Aitor por su parte jugó una buena partida en la que le faltó terminar de aprovechar sus pequeñas ventajas para alzarse con el triunfo; finalmente firmó tablas. Martín jugó una partida muy igualada que derivó en un final que requería de varios minutos de análisis y reflexión, algo que entraba dentro de los planes del navarro, por lo que tras hacer varias jugadas imprecisas tuvo que inclinar su rey. Aimer empezó su partida de forma muy prometedora, pero tras un par de errores tuvo que pasar a defenderse a la desesperada hasta que ya no hubo nada mejor que dar la mano a su rival en señal de rendición. Leire tuvo la victoria al alcance de su mano, ya que durante varias jugadas estuvo con pieza de más y serias aspiraciones de ataque definitivo; sin embargo, su rival fue recuperándose poco a poco hasta compensar con varios peones la pieza de desventaja, factor que llevó a ambos jugadores a firmar unas tablas un tanto agridulces. Naira es el polo opuesto a Martín: pensó de más en situaciones sencillas y cuando la posición lo requería no tuvo segundos suficientes para analizar todo lo necesario, por lo que terminó perdiendo por bandera.

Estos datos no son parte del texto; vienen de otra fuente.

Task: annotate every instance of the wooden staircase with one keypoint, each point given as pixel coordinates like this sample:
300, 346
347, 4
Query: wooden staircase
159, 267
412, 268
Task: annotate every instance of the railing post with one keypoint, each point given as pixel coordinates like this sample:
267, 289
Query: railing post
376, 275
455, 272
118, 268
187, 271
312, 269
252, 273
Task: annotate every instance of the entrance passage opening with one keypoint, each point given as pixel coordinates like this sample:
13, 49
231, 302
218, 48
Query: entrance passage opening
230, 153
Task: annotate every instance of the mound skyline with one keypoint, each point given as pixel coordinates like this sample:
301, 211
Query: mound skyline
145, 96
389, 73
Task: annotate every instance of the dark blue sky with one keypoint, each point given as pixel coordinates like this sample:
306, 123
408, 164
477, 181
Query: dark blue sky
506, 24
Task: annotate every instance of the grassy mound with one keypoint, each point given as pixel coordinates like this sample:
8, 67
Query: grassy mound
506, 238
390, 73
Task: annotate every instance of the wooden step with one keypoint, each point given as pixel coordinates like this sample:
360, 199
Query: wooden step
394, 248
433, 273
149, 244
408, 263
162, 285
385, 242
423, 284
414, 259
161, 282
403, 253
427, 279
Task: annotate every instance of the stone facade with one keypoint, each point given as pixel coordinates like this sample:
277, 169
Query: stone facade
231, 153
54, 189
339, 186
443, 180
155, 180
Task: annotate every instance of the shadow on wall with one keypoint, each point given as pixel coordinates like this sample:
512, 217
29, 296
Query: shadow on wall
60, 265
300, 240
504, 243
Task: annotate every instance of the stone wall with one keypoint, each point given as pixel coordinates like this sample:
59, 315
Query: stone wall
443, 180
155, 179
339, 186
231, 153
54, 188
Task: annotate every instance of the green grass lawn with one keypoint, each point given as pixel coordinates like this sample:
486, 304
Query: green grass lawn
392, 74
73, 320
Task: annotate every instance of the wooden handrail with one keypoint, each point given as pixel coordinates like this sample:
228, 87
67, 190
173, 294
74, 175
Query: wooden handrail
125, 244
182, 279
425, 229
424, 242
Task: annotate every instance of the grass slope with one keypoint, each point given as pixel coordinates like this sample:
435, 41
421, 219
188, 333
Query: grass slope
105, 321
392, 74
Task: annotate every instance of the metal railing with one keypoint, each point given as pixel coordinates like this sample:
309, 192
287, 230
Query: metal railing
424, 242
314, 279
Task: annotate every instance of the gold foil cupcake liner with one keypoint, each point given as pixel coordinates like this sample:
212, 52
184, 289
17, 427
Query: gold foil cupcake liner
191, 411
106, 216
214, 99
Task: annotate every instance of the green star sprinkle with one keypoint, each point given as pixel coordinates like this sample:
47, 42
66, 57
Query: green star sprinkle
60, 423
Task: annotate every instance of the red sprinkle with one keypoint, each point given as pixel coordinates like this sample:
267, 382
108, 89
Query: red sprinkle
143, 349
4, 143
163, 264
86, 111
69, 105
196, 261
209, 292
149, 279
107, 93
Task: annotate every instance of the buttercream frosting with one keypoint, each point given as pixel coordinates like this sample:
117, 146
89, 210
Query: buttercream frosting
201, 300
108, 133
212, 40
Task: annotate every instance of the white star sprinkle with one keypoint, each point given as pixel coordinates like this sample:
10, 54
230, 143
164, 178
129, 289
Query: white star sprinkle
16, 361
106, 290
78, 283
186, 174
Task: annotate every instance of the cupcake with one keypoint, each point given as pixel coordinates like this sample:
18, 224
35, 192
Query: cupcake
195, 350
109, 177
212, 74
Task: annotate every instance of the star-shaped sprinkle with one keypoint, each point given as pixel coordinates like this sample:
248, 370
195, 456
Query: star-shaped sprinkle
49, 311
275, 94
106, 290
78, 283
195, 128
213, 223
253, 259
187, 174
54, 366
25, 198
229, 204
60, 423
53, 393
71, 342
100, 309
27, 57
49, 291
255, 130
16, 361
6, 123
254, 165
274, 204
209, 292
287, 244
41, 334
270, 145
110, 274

Los análisis posteriores y la comida precedieron a algo muy apreciado para los monitores: una tarde libre. Muchos optaron por aprovecharla marchándose a la playa o a pueblos cercanos, mientras que yo acudí a mi lugar favorito: la piscina. Como no había personas conocidas con las que realizar la tradicional batalla de salpicaduras, churrazos y aguadillas tuve que conformarme con disputar un partido de waterpolo dentro de las actividades lúdicas del hotel. No estuvo mal, aunque nada comparable con hacer frente a varios pezqueñines que tratan de agarrarte y meter tu cabeza bajo el agua. Como al salir del agua todavía había algo de tiempo hasta la cena, Ángel y yo decidimos visitar el pueblo de Salobreña y ya de paso realizar algunas compras.

A la vuelta nos juntamos en el restaurante con el resto de la delegación navarra, con quienes comentamos cómo había ido la tarde, a dónde habíamos ido cada uno y qué tal lo habíamos pasado. Para finalizar el día, saqué las monedas sueltas de euro de mi cartera y junto a algunos de los peques, pasamos un gran rato de partidas al futbolín y al hockey de mesa antes de dar por terminado el día y volver cada uno a su habitación.